Nella tarda età del bronzo appaiono in Italia nuove forme culturali di ispirazione centroeuropea (cultura dei campi di urne) come le culture di Canegrate e Golasecca e la cultura protovillanoviana, diffusasi in larga parte della penisola.
Fra le più importanti espressioni culturali nate in Sicilia nel corso dell'età del bronzo sono da segnalare le culture di Castelluccio (antica età del bronzo) e di Thapsos (media età del bronzo) entrambe originatesi nella parte sud-orientale dell'isola. In queste culture, in particolare nella fase di Castelluccio, sono evidenti gli influssi provenienti dall'Egeo dove fioriva la civiltà elladica.
Di respiro occidentale (iberico-sardo) è la cultura del vaso campaniforme nota in diversi siti della costa occidentale dell'isola, occupata precedentemente dalla cultura della Conca d'Oro. A questo periodo si riferisce un'ulteriore "cultura", appena indiziata, riconoscibile per l'utilizzo a scopo funerario di piccoli manufatti in forma di dolmen presenti un po' ovunque nell'isola (se ne trovano nell'area del palermitano, dell'agrigentino, del nisseno, del ragusano, del siracusano e, come ultima segnalazione, nel catanese)[21]. Nella tarda età del bronzo, la Sicilia nord-orientale mostra i segni di una osmosi culturale con le popolazioni della penisola che portano alla comparsa dell'aspetto protovillanoviano (Milazzo), connesso, forse, all'arrivo dei Siculi[22].

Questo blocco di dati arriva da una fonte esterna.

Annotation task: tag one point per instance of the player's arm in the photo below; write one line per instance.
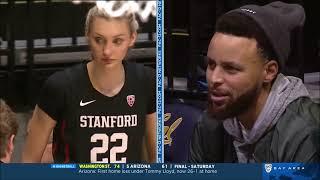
(151, 136)
(40, 128)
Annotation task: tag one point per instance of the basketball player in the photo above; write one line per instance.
(8, 130)
(101, 110)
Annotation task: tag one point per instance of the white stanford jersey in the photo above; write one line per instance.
(92, 127)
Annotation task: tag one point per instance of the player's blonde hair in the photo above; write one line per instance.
(101, 12)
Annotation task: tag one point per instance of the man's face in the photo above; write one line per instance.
(234, 75)
(110, 40)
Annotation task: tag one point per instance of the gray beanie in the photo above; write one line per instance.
(278, 20)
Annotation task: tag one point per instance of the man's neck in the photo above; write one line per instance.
(249, 117)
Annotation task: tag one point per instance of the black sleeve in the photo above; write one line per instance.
(151, 78)
(309, 149)
(207, 142)
(52, 96)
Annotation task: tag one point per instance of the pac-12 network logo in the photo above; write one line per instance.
(268, 167)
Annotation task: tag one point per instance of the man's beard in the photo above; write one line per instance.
(234, 107)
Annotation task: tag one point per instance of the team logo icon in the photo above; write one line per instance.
(268, 167)
(130, 100)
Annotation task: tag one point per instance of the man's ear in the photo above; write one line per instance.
(133, 39)
(271, 71)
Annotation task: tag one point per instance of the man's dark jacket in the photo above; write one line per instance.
(294, 138)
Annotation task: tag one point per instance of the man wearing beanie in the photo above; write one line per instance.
(255, 113)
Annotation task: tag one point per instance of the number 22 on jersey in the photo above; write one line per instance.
(105, 147)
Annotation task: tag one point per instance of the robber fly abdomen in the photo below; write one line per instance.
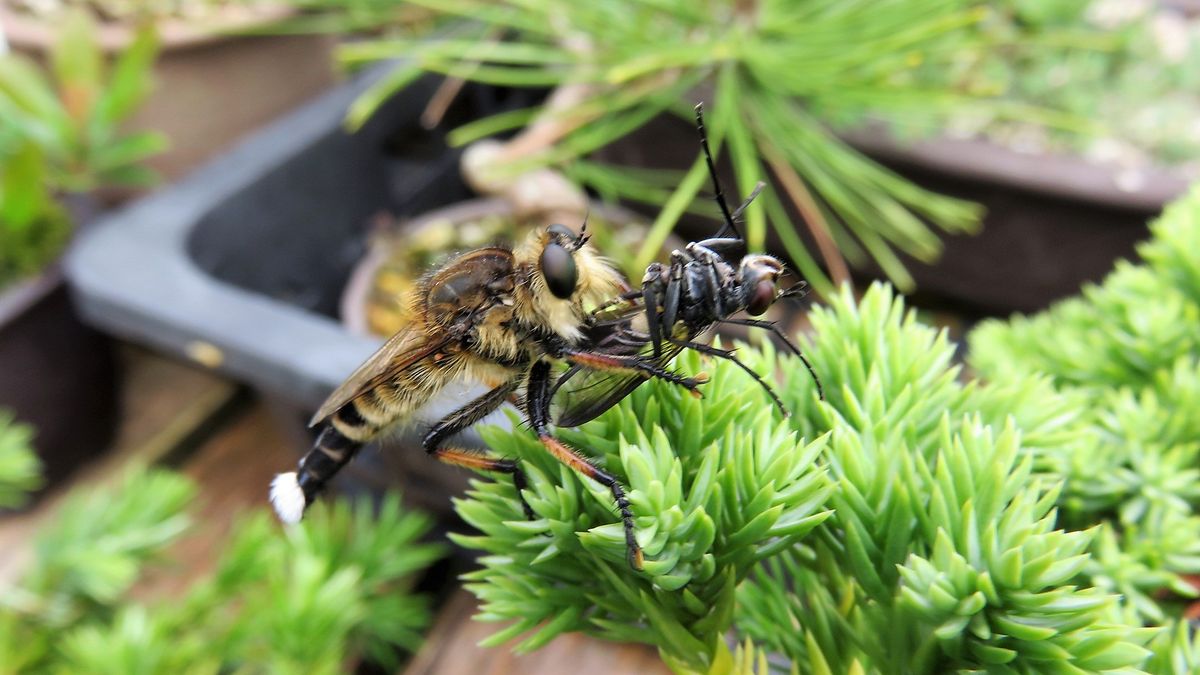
(493, 316)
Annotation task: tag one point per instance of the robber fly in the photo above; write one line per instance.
(703, 286)
(492, 315)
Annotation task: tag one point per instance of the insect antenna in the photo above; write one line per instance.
(730, 226)
(739, 210)
(797, 291)
(583, 231)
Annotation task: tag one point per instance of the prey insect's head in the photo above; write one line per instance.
(760, 276)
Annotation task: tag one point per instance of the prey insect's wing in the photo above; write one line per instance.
(400, 352)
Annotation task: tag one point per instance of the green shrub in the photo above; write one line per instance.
(60, 133)
(1037, 520)
(330, 592)
(19, 467)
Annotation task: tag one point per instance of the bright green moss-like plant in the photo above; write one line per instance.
(1038, 520)
(330, 592)
(943, 549)
(61, 133)
(1128, 350)
(717, 485)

Le vicine isole Eolie vedranno il fiorire nell'età del bronzo delle culture di Capo Graziano e del Milazzese e successivamente dell'Ausonio (divisa in due fasi I e II).[23]
Nata e sviluppatasi in Sardegna e diffusasi anche nella Corsica meridionale, la civiltà nuragica abbraccia un periodo di tempo che va dalla prima età del bronzo (dal 1.700 a.C.) al II secolo d.C., ormai in piena epoca romana. Deve il suo nome alle caratteristiche torri nuragiche che costituiscono le sue vestigia più eloquenti e fu il frutto dell'evoluzione di una preesistente cultura megalitica, costruttrice di dolmen, menhir e domus de janas.[senza fonte]
Le torri nuragiche sono unanimemente considerate come i monumenti megalitici più grandi e meglio conservati d'Europa. Sulla loro effettiva funzione si discute da almeno cinque secoli e tanti restano ancora gli interrogativi da chiarire: c'è chi li ha visti come tombe monumentali e chi come case di giganti, chi fortezze, forni per la fusione di metalli, prigioni e chi templi di culto del sole.[senza fonte]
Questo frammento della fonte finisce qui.